Oleh Juan Pesau
Pemilihan Gubernur Nusa Tenggara Timur (NTT) 2024 semakin mendekat, dan dinamika pencalonan kali ini menyuguhkan sebuah fenomena baru. Untuk pertama kalinya dalam sejarah Pilgub NTT, calon gubernur dan wakil gubernur berasal dari wilayah dan suku yang sama, yakni suku Flores. Tiga pasangan calon yang terdaftar dalam pemilihan ini adalah Simon Petrus Kamlasi dan Andry Garu, Ansy Lema dan Jane Natalia Suryanto, serta Melki Laka Lena dan Johni Asadoma.
Tradisi politik NTT selama ini cenderung mengedepankan pasangan calon yang berasal dari wilayah dan suku yang berbeda.

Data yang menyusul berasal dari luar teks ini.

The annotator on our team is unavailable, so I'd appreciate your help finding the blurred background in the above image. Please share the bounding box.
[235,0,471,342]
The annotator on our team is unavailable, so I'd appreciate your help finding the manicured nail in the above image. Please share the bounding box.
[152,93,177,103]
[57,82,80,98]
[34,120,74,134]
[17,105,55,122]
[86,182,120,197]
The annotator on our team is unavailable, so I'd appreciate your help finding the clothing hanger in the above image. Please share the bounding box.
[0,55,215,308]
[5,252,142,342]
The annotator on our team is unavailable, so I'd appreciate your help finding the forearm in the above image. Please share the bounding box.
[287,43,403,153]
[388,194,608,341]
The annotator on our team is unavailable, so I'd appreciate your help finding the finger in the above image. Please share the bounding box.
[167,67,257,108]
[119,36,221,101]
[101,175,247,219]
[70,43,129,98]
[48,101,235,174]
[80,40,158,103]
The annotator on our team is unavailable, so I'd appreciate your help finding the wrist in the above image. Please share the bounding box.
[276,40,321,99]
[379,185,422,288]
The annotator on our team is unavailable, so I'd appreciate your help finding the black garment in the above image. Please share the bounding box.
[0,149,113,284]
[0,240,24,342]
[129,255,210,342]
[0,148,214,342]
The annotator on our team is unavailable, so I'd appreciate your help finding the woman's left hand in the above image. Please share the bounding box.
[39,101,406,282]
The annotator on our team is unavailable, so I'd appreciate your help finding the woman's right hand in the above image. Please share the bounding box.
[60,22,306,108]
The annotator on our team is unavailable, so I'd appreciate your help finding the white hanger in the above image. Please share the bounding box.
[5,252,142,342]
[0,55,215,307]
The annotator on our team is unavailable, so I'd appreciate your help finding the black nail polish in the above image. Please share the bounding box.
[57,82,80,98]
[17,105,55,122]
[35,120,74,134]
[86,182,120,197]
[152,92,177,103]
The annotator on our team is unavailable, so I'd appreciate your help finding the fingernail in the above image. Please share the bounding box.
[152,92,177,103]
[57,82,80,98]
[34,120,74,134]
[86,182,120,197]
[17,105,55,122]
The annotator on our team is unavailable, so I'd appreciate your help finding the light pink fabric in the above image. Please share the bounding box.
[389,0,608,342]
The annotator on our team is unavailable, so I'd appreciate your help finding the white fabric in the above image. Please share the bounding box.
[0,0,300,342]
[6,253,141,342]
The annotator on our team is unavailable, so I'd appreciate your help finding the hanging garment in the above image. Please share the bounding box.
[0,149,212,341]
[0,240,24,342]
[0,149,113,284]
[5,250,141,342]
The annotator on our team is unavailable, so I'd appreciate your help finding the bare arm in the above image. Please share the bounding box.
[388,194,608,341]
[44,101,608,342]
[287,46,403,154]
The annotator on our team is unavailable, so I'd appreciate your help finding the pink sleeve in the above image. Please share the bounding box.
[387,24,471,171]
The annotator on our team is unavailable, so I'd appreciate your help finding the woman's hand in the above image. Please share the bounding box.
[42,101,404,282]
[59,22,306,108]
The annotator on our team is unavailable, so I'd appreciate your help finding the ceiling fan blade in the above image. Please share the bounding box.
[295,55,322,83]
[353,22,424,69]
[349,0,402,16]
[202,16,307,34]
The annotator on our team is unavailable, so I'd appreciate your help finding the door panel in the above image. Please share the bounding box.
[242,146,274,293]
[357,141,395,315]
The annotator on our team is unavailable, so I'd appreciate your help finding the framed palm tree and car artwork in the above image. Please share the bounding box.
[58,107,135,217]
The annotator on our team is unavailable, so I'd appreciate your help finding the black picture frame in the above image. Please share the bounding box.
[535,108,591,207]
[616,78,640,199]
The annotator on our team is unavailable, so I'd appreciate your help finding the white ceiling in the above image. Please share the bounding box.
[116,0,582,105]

Langkah ini dirancang untuk mengoptimalkan potensi elektoral sekaligus menciptakan keseimbangan representasi antara berbagai suku dan daerah di provinsi ini.
Sebagai contoh, jika calon gubernur berasal dari Flores, wakil gubernur biasanya dipilih dari suku Tirosa (Timor, Rote, dan Sabu) atau dari wilayah lain seperti Sumba. Pendekatan ini bertujuan untuk menghindari dominasi suku atau wilayah tertentu dan memastikan bahwa kepemimpinan mencerminkan keragaman NTT secara lebih luas.
Namun, Pilgub NTT 2024 menunjukkan perubahan signifikan dengan kemunculan pasangan Melki Laka Lena dan Johni Asadoma. Melki, yang berasal dari Ende, Flores, dan Johni, dari Alor, memperkenalkan paradigma baru dalam pencalonan. Jika terpilih, NTT akan dipimpin oleh pasangan yang sepenuhnya berasal dari Flores, sebuah langkah yang akan mempengaruhi keseimbangan representasi yang selama ini menjadi norma.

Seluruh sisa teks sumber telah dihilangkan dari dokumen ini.